Comic Relief co-founder Sir Lenny Henry defended the charity as he waded into the ‘white saviour’ row between Stacey Dooley and MP David Lammy.
The 60-year-old comedian, who has been involved in the charity since its inception in 1985, touched on the controversial topic while appearing at Comic Relief’s Spectacular fundraiser at Wembley Arena on Thursday night.
Making reference to MP David Lammy’s jibe at Stacey Dooley for posting ‘white saviour’ pictures with children in Uganda on Instagram, Sir Lenny quipped the politician might say “screw you white people” in a gag at the fundraiser.
It came after Sir Lenny said how proud he was to be involved with Comic Relief.
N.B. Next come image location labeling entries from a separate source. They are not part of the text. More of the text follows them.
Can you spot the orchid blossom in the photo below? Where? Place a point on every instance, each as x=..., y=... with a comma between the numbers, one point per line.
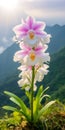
x=34, y=60
x=31, y=32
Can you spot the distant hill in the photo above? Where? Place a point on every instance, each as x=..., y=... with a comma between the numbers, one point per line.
x=56, y=76
x=58, y=38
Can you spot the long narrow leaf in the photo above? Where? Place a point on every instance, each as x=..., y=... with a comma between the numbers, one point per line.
x=44, y=91
x=37, y=102
x=19, y=102
x=10, y=108
x=46, y=95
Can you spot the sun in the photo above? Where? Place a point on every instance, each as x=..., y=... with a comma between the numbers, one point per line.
x=8, y=5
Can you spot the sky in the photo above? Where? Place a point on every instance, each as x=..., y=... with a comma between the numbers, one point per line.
x=50, y=11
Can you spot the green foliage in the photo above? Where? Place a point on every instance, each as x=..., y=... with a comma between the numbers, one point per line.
x=55, y=117
x=52, y=119
x=23, y=109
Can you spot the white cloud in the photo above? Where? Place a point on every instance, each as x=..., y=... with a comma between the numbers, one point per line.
x=1, y=49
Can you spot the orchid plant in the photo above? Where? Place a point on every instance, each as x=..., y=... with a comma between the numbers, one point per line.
x=33, y=42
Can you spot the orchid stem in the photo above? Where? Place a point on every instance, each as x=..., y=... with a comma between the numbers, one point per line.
x=32, y=93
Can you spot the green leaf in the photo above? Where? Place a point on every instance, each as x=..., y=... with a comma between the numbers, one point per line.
x=46, y=95
x=36, y=103
x=19, y=102
x=9, y=108
x=44, y=91
x=45, y=108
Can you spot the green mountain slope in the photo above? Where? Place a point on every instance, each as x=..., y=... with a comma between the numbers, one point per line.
x=56, y=76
Sir Lenny’s joke comes after BBC journalist Stacey Dooley and the Labour MP were involved in a blazing online row about Ms Dooley’s involvement with the charity.
Mr Lammy accused the Strictly Come Dancing winner of perpetuating “tired and unhelpful stereotypes” after she travelled to Uganda for an upcoming film for the charity.
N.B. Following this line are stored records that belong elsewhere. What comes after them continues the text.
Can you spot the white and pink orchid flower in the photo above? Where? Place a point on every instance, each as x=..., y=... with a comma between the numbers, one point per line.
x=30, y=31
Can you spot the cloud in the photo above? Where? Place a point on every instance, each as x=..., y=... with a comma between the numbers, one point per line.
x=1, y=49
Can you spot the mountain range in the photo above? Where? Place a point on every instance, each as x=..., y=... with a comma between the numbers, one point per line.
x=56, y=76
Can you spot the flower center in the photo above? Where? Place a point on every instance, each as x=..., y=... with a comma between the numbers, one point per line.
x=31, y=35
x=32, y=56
The MP said the issue was not “personal” with Ms Dooley and does not question her “good motives”. But he added: “The world does not need any more white saviours.”
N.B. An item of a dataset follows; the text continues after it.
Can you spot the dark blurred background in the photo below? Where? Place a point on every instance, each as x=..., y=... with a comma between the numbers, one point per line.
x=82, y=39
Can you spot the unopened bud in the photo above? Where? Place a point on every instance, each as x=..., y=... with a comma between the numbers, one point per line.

Investigative reporter Ms Dooley hit back, saying in response to his tweet: “David, is the issue with me being white? (Genuine question).”
Mr Lammy’s tweets were met with a mixed response, as some were in agreement with the ‘white saviour’ image being overused.
Television presenter Trisha Goddard also criticised Ms Dooley, who accused her of using “Kardashian” words and sharing “disturbing images”.
Responding on Thursday, a spokesman for Comic Relief made no apologies, thanking Dooley for helping people “working with or supported by Comic Relief projects tell their own stories in their own words”.
Mr Lammy’s criticism is not the first time the charity has come under fire for using the so-called ‘white saviour’ trope, as a film with singer Ed Sheeran was also criticised.
In March last year the charity said celebrities would take a backseat on on-location appeals following complaints about “poverty tourism”.
Sir Lenny’s comments appeared to be the only reference to the recent controversy, as the rest of the gig saw a handful of comedians perform.